(1.) THE plaintiff is the appellant. THE suit is for eviction of a shop-building with arrears of rent from June 1971. THE building is in the occupation of the 1st defendant under Ext. Al rent-deed executed by him on 11-11-1957 agreeing to pay a monthly rent of Rs 4/-on the 11th day of every month. Rent was enhanced to Rs. 10/- from January 1970 and the 1st defendant has not paid rent from June 1971 onwards. THE 2nd defendant is the son of the 1st defendant, and he is impleaded in the suit as the panchayat licence for a tea shop in the premises stands in the name of the 2nd defendant. THE defendants denied the enhancement of rent and claimed fixity of tenure under S. 106 of the Kerala Land Reforms Act. THEy pleaded discharge of rent due till 30th Dhanu 1149.
(2.) THE trial court found that the plaintiff is entitled to a decree for recovery of possession of the shop-building with arrears of rent from June 1971, at the rate of Rs. 4/- per mensem. THE enhancement of rent pleaded by the plaintiff as well as the discharge of rent till 30th Dhanu, 1149 pleaded by the defendants were found against by the trial court.

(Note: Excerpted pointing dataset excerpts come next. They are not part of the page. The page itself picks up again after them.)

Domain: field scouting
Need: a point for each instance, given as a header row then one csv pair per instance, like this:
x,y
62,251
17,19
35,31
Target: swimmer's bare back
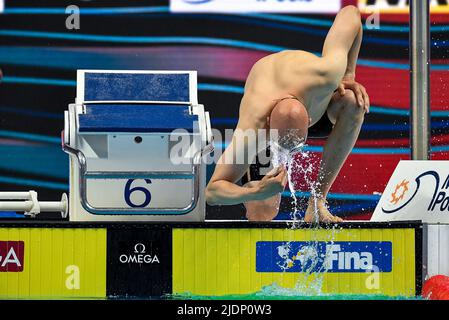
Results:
x,y
297,74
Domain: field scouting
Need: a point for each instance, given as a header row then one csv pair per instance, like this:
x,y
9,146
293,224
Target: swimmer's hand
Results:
x,y
349,83
272,184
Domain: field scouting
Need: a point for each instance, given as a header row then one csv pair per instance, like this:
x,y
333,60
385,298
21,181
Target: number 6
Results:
x,y
129,191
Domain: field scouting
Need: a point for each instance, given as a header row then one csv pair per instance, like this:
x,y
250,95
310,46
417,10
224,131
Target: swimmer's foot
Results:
x,y
318,212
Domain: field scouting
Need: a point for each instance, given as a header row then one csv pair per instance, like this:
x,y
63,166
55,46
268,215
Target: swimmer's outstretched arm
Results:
x,y
343,42
222,188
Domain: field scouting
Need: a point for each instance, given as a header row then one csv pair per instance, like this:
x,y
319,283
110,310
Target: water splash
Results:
x,y
310,280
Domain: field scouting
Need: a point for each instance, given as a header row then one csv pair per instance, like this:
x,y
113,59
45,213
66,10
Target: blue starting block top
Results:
x,y
167,87
136,118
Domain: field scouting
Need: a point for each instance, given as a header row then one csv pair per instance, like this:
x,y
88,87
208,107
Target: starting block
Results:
x,y
121,134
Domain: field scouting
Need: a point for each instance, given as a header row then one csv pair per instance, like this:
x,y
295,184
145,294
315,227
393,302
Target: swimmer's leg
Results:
x,y
348,117
262,210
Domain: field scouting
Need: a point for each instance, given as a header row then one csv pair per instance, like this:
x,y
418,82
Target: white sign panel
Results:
x,y
417,190
247,6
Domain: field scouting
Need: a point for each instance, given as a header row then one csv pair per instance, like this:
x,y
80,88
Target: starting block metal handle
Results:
x,y
84,175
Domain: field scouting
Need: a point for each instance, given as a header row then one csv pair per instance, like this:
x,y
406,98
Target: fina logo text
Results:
x,y
11,256
440,198
139,256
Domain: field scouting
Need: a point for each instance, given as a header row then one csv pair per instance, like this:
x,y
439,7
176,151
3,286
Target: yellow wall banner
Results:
x,y
52,263
224,261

(3.) THE argument of the learned Counsel for the appellant is that in the absence of a plea by the defendants that there is no valid termination of the tenancy, the lower appellate court should not have allowed the point to be raised and the prayer for eviction should not have been rejected for want of a proper notice to quit. In Para. 6 of the plaint it is stated as follows: THE defendants in their written statement do not deny the statement in Para. 6 of the plaint. Nor have they raised any plea of want of proper notice to quit terminating the tenancy. It is for the reason of the absence of such a plea that the learned Counsel submit that the court below should not have allowed the point to be raised at the appellate stage. THE learned Counsel relies on the decision of the Supreme Court reported in Bhagat singh & Others v. Jaswant Singh ( (1961) 1 KLR. 539) in support of his contention that where a claim has been never made in the defence presented no amount of evidence can be looked into upon a plea which was never put forward" THE same principle is stated in the decision in Smt Chander Kali bai & Others v. Shri Jagdish Singh Thakur ( (1978) (1) SCWR. 260 ).